In her fourth cross-assignment of error, appellee argues that the trial court erred by failing to award her actual damages pursuant to R.C.1345.09(A) and treble damages pursuant to R.C. 1345.09(B).  Appellee cites to no case to support her position. Instead, she relies only upon her interpretation of R.C. 1345.09(A) and (B).
R.C. 1345.09(A) and (B) provide as follows:
  "(A) Where the violation was an act prohibited by section 1345.02 or 1345.03 of the Revised Code, the consumer may, in an individual action, rescind the transaction or recover his damages.
  "(B) Where the violation was an act or practice declared to be deceptive or unconscionable by rule adopted under division (B)(2) of section 1345.05 of the Revised Code before the consumer transaction on which the action is based, or an act or practice determined by a court of this state to violate section  1345.02 or 1345.03 of the Revised Code and committed after the decision containing the determination has been made available for public inspection under division (A)(3) of section 1345.05 of the Revised Code, the consumer may rescind the transaction or recover, but not in a class action, three times the amount of his actual damages or two hundred dollars, whichever is greater, or recover damages or other appropriate relief in a class action under Civil Rule 23, as amended."

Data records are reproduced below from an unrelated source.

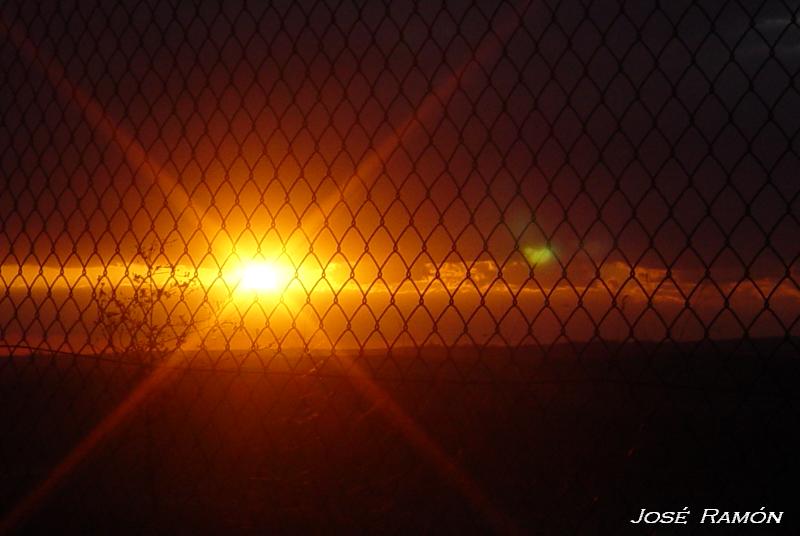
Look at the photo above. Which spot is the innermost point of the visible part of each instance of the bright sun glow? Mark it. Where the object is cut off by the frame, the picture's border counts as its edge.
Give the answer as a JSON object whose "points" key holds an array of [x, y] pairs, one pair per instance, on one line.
{"points": [[264, 276]]}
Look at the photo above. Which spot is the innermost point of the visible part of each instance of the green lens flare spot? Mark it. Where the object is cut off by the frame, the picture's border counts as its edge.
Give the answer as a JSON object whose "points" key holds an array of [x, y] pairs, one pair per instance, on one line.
{"points": [[536, 256]]}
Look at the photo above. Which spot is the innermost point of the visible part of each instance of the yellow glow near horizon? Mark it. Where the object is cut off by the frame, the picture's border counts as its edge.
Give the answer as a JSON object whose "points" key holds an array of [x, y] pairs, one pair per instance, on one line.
{"points": [[264, 276]]}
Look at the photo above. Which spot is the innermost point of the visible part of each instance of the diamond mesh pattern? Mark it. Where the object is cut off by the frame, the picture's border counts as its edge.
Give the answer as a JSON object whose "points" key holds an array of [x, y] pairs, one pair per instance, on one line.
{"points": [[272, 198]]}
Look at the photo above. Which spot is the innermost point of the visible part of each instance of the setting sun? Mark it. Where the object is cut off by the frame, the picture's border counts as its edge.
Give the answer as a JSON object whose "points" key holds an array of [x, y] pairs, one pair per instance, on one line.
{"points": [[264, 276]]}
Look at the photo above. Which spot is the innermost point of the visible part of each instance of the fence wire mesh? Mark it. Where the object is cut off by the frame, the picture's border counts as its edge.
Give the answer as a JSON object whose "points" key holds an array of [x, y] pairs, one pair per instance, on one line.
{"points": [[259, 259]]}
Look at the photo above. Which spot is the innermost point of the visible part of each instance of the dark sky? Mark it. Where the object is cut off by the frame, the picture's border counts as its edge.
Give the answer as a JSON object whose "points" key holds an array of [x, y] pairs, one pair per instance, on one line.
{"points": [[654, 135]]}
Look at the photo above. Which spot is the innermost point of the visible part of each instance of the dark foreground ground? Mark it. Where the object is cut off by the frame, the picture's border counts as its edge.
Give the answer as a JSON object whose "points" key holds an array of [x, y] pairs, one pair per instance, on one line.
{"points": [[573, 440]]}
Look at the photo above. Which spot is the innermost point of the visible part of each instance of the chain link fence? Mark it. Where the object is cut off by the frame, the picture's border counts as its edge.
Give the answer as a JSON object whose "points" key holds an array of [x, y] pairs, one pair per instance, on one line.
{"points": [[320, 265]]}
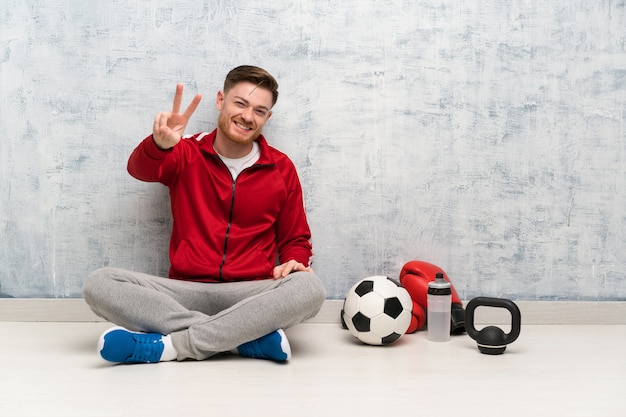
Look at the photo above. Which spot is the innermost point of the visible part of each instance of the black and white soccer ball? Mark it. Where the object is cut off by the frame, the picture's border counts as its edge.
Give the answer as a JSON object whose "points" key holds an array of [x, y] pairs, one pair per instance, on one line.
{"points": [[377, 310]]}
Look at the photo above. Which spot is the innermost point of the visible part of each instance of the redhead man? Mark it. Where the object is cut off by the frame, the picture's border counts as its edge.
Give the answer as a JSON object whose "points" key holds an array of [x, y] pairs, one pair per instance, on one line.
{"points": [[240, 247]]}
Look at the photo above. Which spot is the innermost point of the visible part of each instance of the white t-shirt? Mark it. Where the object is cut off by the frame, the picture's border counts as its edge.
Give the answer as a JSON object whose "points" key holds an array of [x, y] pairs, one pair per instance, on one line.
{"points": [[235, 166]]}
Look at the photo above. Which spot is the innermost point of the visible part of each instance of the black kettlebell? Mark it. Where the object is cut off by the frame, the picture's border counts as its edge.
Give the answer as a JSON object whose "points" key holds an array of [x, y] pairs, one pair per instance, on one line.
{"points": [[492, 340]]}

We read these two provisions as being mutually exclusive.  A consumer can elect between the remedies of recision or damages and, if the consumer can prove that the supplier should have known that his actions constituted a violation of the Act, the consumer can elect between recision and damages equal to three times his actual damages up to $200. This holding is supported by the dicta in Stultz v. Artistic Pools, Inc. (Oct. 10, 2001), Summit App. No. 20189, at 8, citing Armstrong v.Kittinger (Sept. 21, 1994), Summit App. No. 16124 and 16378, at 26-27, where the court stated that R.C. 1345.09 provides that the consumer, who proves that a supplier has violated the Act and meets the prerequisites for treble damages under R.C. 1345.09(B), can elect either recision of the contract or treble damages, not actual damages versus treble damages.  See, also, Mid-American Acceptance Co. v. Lightle (1989),63 Ohio App.3d 590, 597.  Therefore, we conclude that the court may not award a party actual damages and treble damages.  Accordingly, we find appellee's fourth cross-assignment of error not well-taken.
Having found that the trial court committed error prejudicial to appellee, the judgment of the Erie County Court of Common Pleas is affirmed in part and reversed in part.  The judgment is reversed only as to the dismissal of Count One of appellee's complaint.  In all other respects, the judgment of the court is affirmed.  Pursuant to App.R. 24, appellant is ordered to pay the costs incurred in connection with this appeal.
JUDGMENT AFFIRMED, IN PART AND REVERSED, IN PART.
Peter M. Handwork, J., Melvin L. Resnick, J., and James R. Sherck, J., CONCUR.